Regarding the type of AOT, it might be interesting to understand the differences between the observation of videos and the observation of an operator performing the action. In fact, the only study [29] showing a better improvement in the control than in the AOT group was characterized by the administration of “observation-to-imitate” training without videos. Moreover, in this study [29], participants observed the operator and performed actions simultaneously. It is unclear whether such a modality of imitation gives the same effects of that after observation. Indeed, it was shown that even splitting the gesture in the simplest movements during the observation facilitates motor learning [49]. Furthermore, the difference with conventional AOT may be that the observation of actions involves a movement imagination processing before the action execution. Motor imagery, together with AOT, can be considered as a “cognitive rehabilitation tool” and plays a key role in motor learning activating MNS regions that are involved in movement preparation and execution [50]. Finally, the maintenance of attention is probably facilitated during the observation of videos.

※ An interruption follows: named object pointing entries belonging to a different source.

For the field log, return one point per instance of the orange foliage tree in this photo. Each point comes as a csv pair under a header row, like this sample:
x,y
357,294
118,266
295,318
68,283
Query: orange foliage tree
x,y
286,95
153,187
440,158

An open question is about the role played by the different components of AOT: the observation, the imitation and the combined approach. Only one study [26] (see the paragraph ‘Efficacy of AOT’) suggested that action observation without imitation produces effects similar to actual action training, probably through the MN activation, but other studies are needed to deeply investigate the neural substrates underlying these mechanisms.

A potential limitation of our study is the risk of a selection bias because papers for this Review were identified through searches of selected databases (see Search Strategy). In addition, only papers published in English were reviewed.

Conclusions

In conclusion, data presented in the analyzed articles would suggest that AOT is more beneficial than a simple motor training, enhancing motor recovery regardless of the disease. It could be helpful to design more RCTs combining clinical, imaging and neurophysiological evaluations with the aim to correlate clinical motor changes and cerebral plasticity over time in order to deeply understand the mechanisms underlying motor learning after AOT. Further studies with larger samples, longer follow up and correlations with instrumental data are necessary to define the best way to apply AOT in clinical practice.